Tidak mungkin! Karena istri saya tidak pernah ke luar rumah. Ia sibuk mengurus cucian, setrikaan, anak-anak menangis, ruang-ruang berantakan, dan potongan sayur mayur berserakan di dapur.
Dengan kesibukannya, maka saya tidak pernah membawanya pergi pakansi, dalam rangka mengurangi urat-urat semakin tumbuh di leher dan merambati wajahnya.
Sejak hilangnya bibir merah, saya malas segera pulang ke rumah, setelah pulang kerja serabutan.
Saya pun kadang berkelana sendiri. Kadang kongkow-kongkow berbual bersama teman lama dan pengangguran di pos ronda.
Semakin kemari frekuensi saya berada di luar rumah kian kerap. Paling sering adalah menghabiskan waktu di sebuah warung.

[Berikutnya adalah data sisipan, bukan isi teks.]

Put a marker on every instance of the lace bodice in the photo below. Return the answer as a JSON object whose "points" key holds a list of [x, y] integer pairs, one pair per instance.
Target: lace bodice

Setelah menyantap sepiring nasi dengan dadar telur disiram kecap manis, saya menyeruput secangkir kopi sembari memandang senyum Marni. Wanita itu bukan pemilik warung, tapi dipercaya oleh majikannya untuk melayani pengunjung warung.
Satu dua kali saya datang untuk menuntaskan penasaran terhadapnya. Kali ketiga kami saling berkenalan. Kali selanjutnya adalah anjangsana lebih lama dibandingkan pengunjung lainnya.
Saya tidak tahu bagaimana status Marni. Ia adalah wanita menyenangkan. Selalu memancarkan senyum istimewa kepada saya. Bisa jadi itu perasaan berlebihan saya saja.
Saya makin betah berlama-lana dengan Marni, membincangkan segala hal. Adakalanya wanita itu mengungkapkan unek-unek mengenai soal pribadi.
Pengalaman dan kepiawaian saya dalam ihwal nasihat-menasihati membuat wanita itu kerap mengembangkan senyum renyah.
Satu ketika, saking asyiknya, tak terasa hari merambat malam. Tiba saatnya menutup warung nasi. Sebagai gentleman sejati, saya ikut berpeluh mengemasi barang-barang, sebelum menutup pintu.